In the past couple of weeks I have been trying out Redbox as a potential replacement/supplement to the Netflix streaming.  So far we've rented 5 or six movies using this service and I have to say, I'm generally pleased with the service.  I haven't had a bad experience yet and they generally seem to have a decent selection around my area.  I can either go to a kiosk and see which movies are available at that location or I can go online either from a smartphone or from my PC and see all movies that are available at all locations and then figure out the closest location to me for pick up.  If you choose to go online to find your movie rentals, you can prearrange the pickup for the movies so that all you have to do is show up to the designated location and swipe your card.  Within a few short seconds you are given your movies that you've requested.

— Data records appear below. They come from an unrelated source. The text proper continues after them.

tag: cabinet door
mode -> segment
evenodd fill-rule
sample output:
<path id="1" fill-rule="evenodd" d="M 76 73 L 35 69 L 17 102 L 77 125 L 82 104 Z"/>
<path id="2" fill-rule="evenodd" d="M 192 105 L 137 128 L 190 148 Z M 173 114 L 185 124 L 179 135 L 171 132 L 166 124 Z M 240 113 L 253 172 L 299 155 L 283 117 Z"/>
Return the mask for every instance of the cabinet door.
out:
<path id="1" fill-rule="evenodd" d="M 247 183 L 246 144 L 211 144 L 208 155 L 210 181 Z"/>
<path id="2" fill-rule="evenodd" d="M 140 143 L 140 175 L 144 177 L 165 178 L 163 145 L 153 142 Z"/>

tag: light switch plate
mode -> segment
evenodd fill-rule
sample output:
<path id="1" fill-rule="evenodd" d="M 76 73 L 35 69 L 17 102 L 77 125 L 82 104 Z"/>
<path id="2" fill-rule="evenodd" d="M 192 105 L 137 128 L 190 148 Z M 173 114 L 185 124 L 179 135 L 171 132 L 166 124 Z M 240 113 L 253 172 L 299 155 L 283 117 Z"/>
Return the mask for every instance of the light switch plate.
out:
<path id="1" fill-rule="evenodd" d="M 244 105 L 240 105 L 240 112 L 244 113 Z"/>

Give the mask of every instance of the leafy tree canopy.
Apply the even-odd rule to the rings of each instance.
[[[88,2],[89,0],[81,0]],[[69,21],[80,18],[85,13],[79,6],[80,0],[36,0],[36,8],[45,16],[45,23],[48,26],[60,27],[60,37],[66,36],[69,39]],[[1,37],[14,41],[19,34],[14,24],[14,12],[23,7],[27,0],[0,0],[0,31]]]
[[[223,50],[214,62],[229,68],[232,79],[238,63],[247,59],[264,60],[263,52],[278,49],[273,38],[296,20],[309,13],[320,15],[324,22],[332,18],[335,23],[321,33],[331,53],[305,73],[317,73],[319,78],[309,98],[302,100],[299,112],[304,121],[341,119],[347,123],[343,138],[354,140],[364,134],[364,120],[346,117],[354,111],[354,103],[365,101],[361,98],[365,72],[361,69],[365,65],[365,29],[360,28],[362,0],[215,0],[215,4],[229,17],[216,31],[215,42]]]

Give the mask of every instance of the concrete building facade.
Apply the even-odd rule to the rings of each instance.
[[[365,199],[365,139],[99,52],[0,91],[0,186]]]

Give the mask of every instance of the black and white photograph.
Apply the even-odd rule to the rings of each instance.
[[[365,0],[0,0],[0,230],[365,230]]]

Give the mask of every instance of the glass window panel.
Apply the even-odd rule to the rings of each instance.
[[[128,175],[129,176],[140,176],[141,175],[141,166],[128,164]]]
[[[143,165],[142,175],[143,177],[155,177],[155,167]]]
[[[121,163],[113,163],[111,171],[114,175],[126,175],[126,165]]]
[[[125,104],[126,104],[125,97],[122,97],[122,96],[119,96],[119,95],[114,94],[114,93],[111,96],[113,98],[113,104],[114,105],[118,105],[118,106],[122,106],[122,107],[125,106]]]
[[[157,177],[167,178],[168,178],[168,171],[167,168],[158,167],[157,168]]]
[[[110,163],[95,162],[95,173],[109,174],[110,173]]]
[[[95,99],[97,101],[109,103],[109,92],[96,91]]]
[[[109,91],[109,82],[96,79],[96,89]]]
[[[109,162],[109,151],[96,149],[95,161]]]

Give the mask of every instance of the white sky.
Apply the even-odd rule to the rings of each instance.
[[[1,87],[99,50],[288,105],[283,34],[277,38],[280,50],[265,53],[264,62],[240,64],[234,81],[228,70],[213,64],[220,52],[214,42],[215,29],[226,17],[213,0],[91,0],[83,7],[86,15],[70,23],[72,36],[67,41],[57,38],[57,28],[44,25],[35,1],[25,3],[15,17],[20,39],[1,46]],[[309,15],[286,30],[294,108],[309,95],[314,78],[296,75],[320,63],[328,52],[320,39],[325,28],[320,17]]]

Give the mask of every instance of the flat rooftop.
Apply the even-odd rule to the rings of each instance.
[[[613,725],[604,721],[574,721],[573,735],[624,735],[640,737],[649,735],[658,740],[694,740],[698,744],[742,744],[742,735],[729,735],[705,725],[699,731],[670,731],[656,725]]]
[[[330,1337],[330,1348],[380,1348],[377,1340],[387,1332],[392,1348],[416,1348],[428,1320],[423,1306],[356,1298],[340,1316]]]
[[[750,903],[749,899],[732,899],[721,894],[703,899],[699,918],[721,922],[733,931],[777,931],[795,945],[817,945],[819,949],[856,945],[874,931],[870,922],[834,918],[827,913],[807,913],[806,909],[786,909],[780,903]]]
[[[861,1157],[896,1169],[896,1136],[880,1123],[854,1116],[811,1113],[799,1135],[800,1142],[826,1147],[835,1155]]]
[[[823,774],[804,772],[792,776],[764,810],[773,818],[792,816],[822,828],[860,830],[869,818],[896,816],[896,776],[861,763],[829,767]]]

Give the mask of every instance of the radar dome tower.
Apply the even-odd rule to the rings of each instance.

My one problem with Redbox is that, like Netflix and many other streaming/rental options, you have to wait the mandatory time period after a movie is released in order to be able to rent it.  However, this little issue is easily overcome by the fact that you do not have a monthly subscription fee regardless of use and allows you , the user, to control your costs.

In the end, I do believe that physical media for video consumption is almost certainly dead.  In the future I think you will no longer go to a big box store and browse hundreds of titles setup in nice concise aisles and then walk to the front to pay for your choices. More and more video will go the way music has and move online for on demand streaming and purchasing rights to view content online.  There are many advantages to this model for both sides.  The problem will be in breaking the current paradigm and getting consumers and publishers to see the advantages to scaling back, if not completely stopping, physical media production.